Still trying to get over the Strokes? Well, brace yourself for the Vines. Only, instead of paying homage to the Velvet Underground and Television, these hard-rocking Australians have brewed up a frothy mix of grungy angst and Beatles-esque pop that has already caused British music magazine NME to dub them nothing less than "the future of rock."
Singer/guitarist Craig Nicholls, 24, met best mate/bassist Patrick Matthews when the two high schoolers were flipping burgers at a Sydney McDonald's seven years ago. They bonded over their love of the Beatles, the Kinks and Nirvana, and within a year began jamming with original drummer David Olliffe (who has since been replaced by former Kinks cover band member Hamish Rosser due to Olliffe's aversion to touring).
After trying out such monikers as Rishikesh and the Spastics, Nicholls decided that imitation was the sincerest form of flattery, so he picked a nice family name.
"I would hope he wouldn't sue me, because I sort of told him instead of asking him," said self-taught guitarist Nicholls of his pops, whose '60s garage band was called the Vynes. Luckily, the elder Nicholls gave Craig his blessing.
"I thought it sounded wholesome and natural, like something that wouldn't hurt you," Nicholls said with a laugh.
The group undertook the usual bar-band ritual of playing a mix of covers and, increasingly, their "dodgy" originals to unimpressed groups of a few dozen fans at local pubs. But as Nicholls' songs grew less dodgy, people started paying more attention and the group signed with the U.K.'s XL Recordings. Before long, the always-ready-to-anoint English press took notice, and the band's first release garnered a "single of the week" slot in the NME.
While recording their debut, Highly Evolved (July 16), at the famed Sunset Sound Factory in Los Angeles (Led Zeppelin, Rolling Stones), Capitol Records president Andy Slater got wind of the Vines' sound and quickly signed the band to a worldwide deal on his label. To Nicholls' surprise, the group, which also features rhythm guitarist Ryan Griffiths, went from fast food to the fast track to stardom before even breaking the 80-gig mark. In fact, their first-ever headlining show was this past February at a cramped Sydney pub called the Vic on the Park.
Nicholls, who is already intensely focused on writing the songs for the next album — which he said will likely feature more modern, electronic touches — has no problem with people harping on his band's sometimes eerily familiar sound. Such throat-shredding songs as the 90-second title track and the whisper-to-a-scream blast of punk fury "Outtathaway!" do more than just evoke the memory of late Nirvana leader Kurt Cobain.
"For a while that was the only band I was listening to," Nicholls said of the grunge godheads. "It would be impossible for that not to come through in any way. That's how we came to be in a band, we played a few different bands' songs and when we write our own, [they sound] a bit like that."
But, given the band's musical range, Nicholls has no worries that the Vines will suffer the same fate as fellow Aussies Silverchair, who were initially tagged as pale grunge imitators.

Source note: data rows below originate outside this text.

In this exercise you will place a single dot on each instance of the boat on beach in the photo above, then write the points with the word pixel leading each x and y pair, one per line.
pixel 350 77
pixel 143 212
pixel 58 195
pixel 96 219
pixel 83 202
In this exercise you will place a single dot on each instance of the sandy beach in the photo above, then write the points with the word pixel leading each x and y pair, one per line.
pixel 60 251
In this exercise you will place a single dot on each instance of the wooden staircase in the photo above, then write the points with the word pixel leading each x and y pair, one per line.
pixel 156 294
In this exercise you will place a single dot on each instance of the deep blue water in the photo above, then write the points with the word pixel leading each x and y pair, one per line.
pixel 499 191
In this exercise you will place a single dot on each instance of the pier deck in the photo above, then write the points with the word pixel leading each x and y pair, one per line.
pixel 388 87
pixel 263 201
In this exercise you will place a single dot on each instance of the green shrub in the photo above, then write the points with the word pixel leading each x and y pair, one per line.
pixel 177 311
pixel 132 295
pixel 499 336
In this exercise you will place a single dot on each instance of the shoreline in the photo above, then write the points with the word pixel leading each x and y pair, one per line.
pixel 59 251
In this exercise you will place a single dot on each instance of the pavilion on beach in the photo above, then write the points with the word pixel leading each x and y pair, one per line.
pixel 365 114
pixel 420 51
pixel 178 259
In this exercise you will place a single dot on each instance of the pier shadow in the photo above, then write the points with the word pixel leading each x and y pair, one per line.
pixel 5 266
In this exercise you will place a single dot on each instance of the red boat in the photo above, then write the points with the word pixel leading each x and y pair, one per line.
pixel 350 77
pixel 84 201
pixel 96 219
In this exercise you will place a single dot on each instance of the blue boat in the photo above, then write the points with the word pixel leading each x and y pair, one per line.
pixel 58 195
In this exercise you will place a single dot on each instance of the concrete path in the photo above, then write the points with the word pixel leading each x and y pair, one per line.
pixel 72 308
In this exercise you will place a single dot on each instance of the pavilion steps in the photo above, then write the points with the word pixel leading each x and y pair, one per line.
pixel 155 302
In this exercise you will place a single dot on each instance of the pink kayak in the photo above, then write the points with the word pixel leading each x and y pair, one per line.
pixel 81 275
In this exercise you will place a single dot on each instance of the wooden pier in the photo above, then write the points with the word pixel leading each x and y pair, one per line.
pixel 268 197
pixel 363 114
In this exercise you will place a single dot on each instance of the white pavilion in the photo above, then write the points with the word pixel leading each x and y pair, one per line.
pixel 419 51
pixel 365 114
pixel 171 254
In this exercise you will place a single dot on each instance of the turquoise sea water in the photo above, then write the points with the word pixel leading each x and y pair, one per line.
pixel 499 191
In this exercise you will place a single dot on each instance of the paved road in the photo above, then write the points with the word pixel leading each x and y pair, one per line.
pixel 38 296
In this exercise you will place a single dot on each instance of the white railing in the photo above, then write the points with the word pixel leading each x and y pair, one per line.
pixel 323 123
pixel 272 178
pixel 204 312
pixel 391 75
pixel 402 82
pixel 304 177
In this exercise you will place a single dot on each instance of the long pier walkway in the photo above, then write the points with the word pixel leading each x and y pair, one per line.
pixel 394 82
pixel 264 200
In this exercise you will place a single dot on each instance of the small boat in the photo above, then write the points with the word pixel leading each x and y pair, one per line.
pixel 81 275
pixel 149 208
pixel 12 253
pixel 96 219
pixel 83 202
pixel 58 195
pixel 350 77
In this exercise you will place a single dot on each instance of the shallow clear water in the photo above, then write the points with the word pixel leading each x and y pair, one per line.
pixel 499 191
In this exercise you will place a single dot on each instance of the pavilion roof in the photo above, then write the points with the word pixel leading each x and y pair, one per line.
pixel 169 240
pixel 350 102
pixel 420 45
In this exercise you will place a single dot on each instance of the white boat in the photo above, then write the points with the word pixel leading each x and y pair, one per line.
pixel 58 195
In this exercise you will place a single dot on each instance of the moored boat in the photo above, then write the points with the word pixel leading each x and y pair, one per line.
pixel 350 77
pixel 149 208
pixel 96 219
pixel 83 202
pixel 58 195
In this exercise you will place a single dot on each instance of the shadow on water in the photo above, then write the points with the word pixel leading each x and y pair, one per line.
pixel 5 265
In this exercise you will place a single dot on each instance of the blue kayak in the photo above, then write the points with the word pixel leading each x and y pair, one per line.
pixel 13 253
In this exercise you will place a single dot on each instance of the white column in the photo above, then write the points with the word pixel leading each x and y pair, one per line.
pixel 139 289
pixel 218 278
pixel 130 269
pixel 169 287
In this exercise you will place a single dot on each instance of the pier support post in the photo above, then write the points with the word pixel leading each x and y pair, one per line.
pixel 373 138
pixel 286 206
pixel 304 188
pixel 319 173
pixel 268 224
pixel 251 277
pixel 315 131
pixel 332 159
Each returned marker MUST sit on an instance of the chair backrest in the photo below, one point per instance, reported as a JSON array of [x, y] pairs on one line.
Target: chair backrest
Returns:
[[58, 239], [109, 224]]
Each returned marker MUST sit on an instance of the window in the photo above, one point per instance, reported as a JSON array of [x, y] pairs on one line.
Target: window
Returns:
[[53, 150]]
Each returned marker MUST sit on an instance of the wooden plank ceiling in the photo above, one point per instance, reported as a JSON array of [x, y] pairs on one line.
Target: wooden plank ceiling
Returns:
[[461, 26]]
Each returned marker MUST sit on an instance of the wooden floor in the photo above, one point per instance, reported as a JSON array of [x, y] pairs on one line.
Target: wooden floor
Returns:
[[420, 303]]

The dreamy ballad "Autumn Shade" tempers the chaotic hard rock stomp of the first single, "Get Free," with some sugary, multi-tracked vocals and lazy acoustic guitar.
"Factory" takes off in an entirely different direction, with a unique blend of two-tone ska and Kinks-ian working-class pop. Nicholls called it a "sarcastic character assassination" of a faceless factory drone, but also of himself, as he compares the labored writing of the song's second verse to assembly line-like drudgery.
Mix in the sludgy, psychedelic album-ending guitar epic "1969" and you have a thoroughly modern 12-song suite that pays homage without losing Nicholls' unique, multifaceted voice. Which is exactly what he intended.
"All the songs are like these little paintings to look at," Nicholls explained. "When we started out, all I wanted to do after making our first demo was to make a record. When I heard those first four songs, from that moment, I was obsessed [with making music]. And I wanted to make [the songs] as colorful as possible, so when it's angry, it's really angry. And when it's mellow, it's really mellow. Everything is exaggerated."
Having just played their first major American show at the Coachella festival, Nicholls said he didn't know much about the U.S. before they came, and he had no idea how the Vines might be received halfway across the world.
Although it freaked him out, one of the lessons he's learned should serve him well. "Sometimes, I can't see the real stars in Hollywood," he said.